MIAMI, Florida, agosto, 173.203.82.38 -Desde su aparición en el escenario político cubano, Fidel Castro codició extender la efervescencia revolucionaria en primer lugar a América Latina y luego al resto del mundo. Esa ambición respondía al conocido lema suscrito por Carlos Marx en el Manifiesto Comunista: “Proletarios de todos los países, uníos”. Y simultáneamente se derivaba de una trastornada necesidad: la revolución cubana no podría mantenerse en el poder y extenderse si no era apoyada por otros movimientos revolucionarios. Castro fijaba su atención en aquellos países donde la ideología marxista había alcanzado un relativo nivel de desarrollo y los partidos comunistas lanzaban inflamadas arengas con el propósito de tomar el poder. Aquella idea muy pronto se sintetizó en otro proyecto mucho más amplio: la revolución global.
Hubo un momento en que los acontecimientos se sucedían a tal velocidad que parecieron darle la razón a Fidel Castro.
Aunque resulte paradójico, el país más afectado fue Cuba. Resulta incalculable la cantidad de recursos que Fidel Castro invirtió en su insaciable apetito expansionista. Durante varias décadas la mayor parte de las finanzas cubanas se destinaron a la organización de movimientos guerrilleros y la construcción de campos de entrenamiento.
Pero el testimonio más elocuente del fracaso de Fidel Castro se registra cada día a lo largo del Rio Grande y el resto de la frontera de México con los Estados Unidos. Se estima que miles de latinoamericanos cruzan ilegalmente esa frontera. Dominicanos, haitianos y cubanos se embarcan por millares en precarias embarcaciones buscando acceso al territorio norteamericano, mientras toda Centroamérica se mueve por la frontera de Texas y otros tantos tratan de hacerlo a través de Canadá. Toda esta masiva emigración va detrás de la economía de mercado, del sueño americano y no de la codiciada revolución global. Todas las grandes ciudades estadounidenses están repletas de “hispanos” que, legal o ilegalmente, se las arreglaron para llegar hasta aquí, dejando atrás a los políticos e intelectuales con sus utopías y nostalgias.
La sociedad latinoamericana entendió la inutilidad de las guerrillas, los asesinatos políticos, los coches bombas y el trauma de los mutilados y los desaparecidos. Aquel “nuevo orden revolucionario” se vino abajo al margen de los descabellados proyectos castristas que han servido de inspiración a Chavez, Ortega, Morales, Correa.

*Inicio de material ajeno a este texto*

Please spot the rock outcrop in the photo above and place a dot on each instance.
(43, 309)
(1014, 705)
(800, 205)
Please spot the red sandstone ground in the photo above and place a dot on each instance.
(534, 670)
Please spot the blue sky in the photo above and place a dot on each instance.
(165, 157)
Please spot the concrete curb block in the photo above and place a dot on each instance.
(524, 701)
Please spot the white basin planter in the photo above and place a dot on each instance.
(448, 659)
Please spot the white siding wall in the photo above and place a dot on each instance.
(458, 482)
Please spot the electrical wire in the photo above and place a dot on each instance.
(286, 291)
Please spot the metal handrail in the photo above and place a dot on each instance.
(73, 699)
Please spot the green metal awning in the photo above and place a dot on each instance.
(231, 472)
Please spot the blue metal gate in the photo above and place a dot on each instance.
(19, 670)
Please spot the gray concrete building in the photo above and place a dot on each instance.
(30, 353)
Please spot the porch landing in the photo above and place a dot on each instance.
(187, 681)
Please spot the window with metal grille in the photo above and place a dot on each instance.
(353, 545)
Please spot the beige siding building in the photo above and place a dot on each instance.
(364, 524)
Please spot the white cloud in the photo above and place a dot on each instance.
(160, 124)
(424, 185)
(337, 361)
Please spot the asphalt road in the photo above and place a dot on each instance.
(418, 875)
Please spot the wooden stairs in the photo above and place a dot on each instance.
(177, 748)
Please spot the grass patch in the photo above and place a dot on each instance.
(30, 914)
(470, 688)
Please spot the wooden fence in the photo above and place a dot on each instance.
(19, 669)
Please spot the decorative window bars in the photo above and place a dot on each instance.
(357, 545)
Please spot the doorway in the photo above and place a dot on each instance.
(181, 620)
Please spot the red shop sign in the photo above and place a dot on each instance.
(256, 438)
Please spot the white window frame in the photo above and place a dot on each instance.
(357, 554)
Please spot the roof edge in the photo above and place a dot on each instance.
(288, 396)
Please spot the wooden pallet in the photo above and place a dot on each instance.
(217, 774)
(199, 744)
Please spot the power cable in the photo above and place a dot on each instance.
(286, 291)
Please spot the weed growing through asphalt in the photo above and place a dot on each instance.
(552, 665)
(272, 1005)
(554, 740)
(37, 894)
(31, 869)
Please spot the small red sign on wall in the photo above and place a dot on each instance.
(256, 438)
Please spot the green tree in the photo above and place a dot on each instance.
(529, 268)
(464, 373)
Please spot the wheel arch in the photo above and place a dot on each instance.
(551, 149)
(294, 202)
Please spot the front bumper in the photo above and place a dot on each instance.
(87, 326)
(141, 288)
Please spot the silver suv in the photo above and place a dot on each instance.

América Latina ya no responde a aquella obsoleta imagen que con tanta obcecación se fijara en casi todas las mentes durante la década 1960-1970. Esta América Latina de nuevas clases medias vinculadas a los negocios bancarios, de seguros, de tarjetas de crédito, de empresas extranjeras, de publicidad, de prensa y de servicios profesionales reúne a muchos de los tecnócratas y burócratas del sector privado y a buena parte del sector público. Pertenecen a aquella generación que en los 60’s del pasado siglo construían barricadas y se enfrentaban a la policía al grito de “Cuba sí, yanquis no”. Hoy, en sus casas, quieren buenos electrodomésticos y sienten la necesidad de concurrir a restaurantes de exquisito gusto y caros platos y, sobre todo, anhelan delirantemente la posesión de un automóvil de un modelo superior. Ufanarse de la posesión de artículos elaborados en el extranjero, especialmente en los Estados Unidos, marca la diferencia. Tratar de asentarse en los mejores barrios es una meta cuya fijación roza los límites de lo irremediable.
¿Qué ocurrió realmente? ¿Se perdió el espíritu revolucionario? La verdad es que la mayoría de los revolucionarios latinoamericanos, incluso los más cercanos a la tesis castrista, decidieron experimentar la opción electoral – excepto los grupos terroristas que operan en Colombia – considerándola una importante contribución a la victoria del socialismo del siglo XXI. Aquellos que se anclaron en la tesis castrista de la “revolución global” hoy solo aspiran a un minúsculo espacio en la sociedad y, si acaso, a un asiento en el parlamento.